The dataset contains the following attributes:
- country: country name
- continent: continent name
- year: year of measurement, ranges from 1952 to 2007
- life expectancy at birth, in years
- pop: population
- gdpPercap: (GDP per capita (US$, inflation-adjusted))
Next we create some plots on life expectancy by continent. Comparison of the years 1997 and 2007 in terms of life expectancy x GDP. Can we predict life expectancy from GDP with a linear model?
gapminder |>
ggplot(aes(x=year, y=lifeExp, group=country)) +
geom_line(alpha=0.5) +
xlab("") +
facet_wrap(~continent)
g_subset <- gapminder |>
filter (year==1997 | year==2007)
g_subset |>
# filter (year==2007) |>
ggplot(aes(x=gdpPercap, y=lifeExp, color=country, size=pop)) +
geom_point() +
facet_wrap(~year) +
xlab("GDP per capita [interntational US$]") +
ylab("Life expectancy [years]") +
theme(legend.position = "none")
gapminder |>
filter(continent=="Africa") |>
ggplot(aes(x=lifeExp, y=gdpPercap)) +
geom_point() + xlab("GDP per capita [interntational US$]") +
ylab("Life expectancy [years]")
gapminder |>
filter(continent=="Africa") |>
ggplot(aes(x=lifeExp, y=gdpPercap)) +
geom_point() +
geom_smooth(method=lm) + xlab("GDP per capita [interntational US$]") +
ylab("Life expectancy [years]") +
theme_light()
## `geom_smooth()` using formula = 'y ~ x'
Next we create a linear model with the gapminder dataset. The dependent variable is life expectancy. GPD per capita is the predictor. In R the syntax follows this pattern:
[dependent variable] ~ [predictor A] + [predictor B] + [predictor C]
If there are NAs in the dataset, you need to set the na.action
parameter accordingly.
##
## Call:
## lm(formula = lifeExp ~ gdpPercap, data = gapminder)
##
## Residuals:
## Min 1Q Median 3Q Max
## -82.754 -7.758 2.176 8.225 18.426
##
## Coefficients:
## Estimate Std. Error t value Pr(>|t|)
## (Intercept) 5.396e+01 3.150e-01 171.29 <2e-16 ***
## gdpPercap 7.649e-04 2.579e-05 29.66 <2e-16 ***
## ---
## Signif. codes: 0 '***' 0.001 '**' 0.01 '*' 0.05 '.' 0.1 ' ' 1
##
## Residual standard error: 10.49 on 1702 degrees of freedom
## Multiple R-squared: 0.3407, Adjusted R-squared: 0.3403
## F-statistic: 879.6 on 1 and 1702 DF, p-value: < 2.2e-16
The estimated effect of our predictor GDP per capita is significantly different from zero, this can be seen by comparing the standard error with the regression coefficient estimate or by looking at the associated p-value.

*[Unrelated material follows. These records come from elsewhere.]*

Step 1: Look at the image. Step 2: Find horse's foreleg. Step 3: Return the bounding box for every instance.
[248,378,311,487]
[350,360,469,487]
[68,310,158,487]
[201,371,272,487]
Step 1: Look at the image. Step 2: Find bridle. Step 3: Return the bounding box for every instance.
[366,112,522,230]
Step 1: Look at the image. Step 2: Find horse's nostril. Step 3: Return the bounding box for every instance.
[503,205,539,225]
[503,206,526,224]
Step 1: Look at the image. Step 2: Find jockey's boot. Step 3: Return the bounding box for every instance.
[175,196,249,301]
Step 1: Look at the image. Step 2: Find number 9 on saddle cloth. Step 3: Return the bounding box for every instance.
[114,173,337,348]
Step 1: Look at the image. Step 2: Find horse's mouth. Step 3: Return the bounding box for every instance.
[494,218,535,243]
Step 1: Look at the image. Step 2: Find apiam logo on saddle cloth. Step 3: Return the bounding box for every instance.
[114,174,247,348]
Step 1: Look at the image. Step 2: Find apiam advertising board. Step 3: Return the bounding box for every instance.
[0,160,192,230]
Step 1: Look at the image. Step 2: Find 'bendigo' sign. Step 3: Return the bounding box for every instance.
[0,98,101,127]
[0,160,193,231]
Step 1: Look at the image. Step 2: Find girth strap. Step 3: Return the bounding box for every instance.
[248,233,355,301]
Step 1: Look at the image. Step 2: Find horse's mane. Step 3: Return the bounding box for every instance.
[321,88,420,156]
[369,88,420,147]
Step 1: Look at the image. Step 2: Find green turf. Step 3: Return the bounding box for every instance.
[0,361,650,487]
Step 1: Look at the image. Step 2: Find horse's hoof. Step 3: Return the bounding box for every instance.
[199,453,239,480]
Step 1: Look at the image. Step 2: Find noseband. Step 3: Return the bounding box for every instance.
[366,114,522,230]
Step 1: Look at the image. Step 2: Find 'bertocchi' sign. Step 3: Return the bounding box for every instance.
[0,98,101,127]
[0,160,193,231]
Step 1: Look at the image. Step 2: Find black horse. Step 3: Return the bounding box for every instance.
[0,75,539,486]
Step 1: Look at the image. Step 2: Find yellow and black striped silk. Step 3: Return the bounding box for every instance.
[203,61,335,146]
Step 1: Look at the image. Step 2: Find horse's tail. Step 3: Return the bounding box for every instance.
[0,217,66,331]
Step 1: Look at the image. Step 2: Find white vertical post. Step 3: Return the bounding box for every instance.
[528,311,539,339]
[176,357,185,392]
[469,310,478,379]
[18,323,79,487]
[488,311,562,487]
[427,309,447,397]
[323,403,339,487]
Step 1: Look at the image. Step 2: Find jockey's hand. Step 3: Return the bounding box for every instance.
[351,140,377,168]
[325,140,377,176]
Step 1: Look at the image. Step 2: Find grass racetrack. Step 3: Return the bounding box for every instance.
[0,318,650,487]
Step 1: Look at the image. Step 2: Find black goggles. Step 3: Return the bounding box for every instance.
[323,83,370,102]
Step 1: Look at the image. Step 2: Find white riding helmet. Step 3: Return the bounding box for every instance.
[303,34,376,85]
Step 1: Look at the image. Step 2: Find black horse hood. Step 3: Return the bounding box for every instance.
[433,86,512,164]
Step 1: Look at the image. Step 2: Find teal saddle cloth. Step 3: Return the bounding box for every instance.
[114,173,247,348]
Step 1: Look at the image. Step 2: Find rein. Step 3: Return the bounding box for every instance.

The model explains 34% of the variance, which is depicted as R-square. Which clearly indicates that there is a clear relationship but that there are presumably other factors that explain the variability of the data.
If the GDP per capita increases by 1000 US$ (purchasing power adjusted), the life expectancy increases on average by 7.649.
(The linear model has several shortcommings and could be improved in various ways (temporal auto.correlation, prediction of life expectancy below zero,…) but this is not the point here.)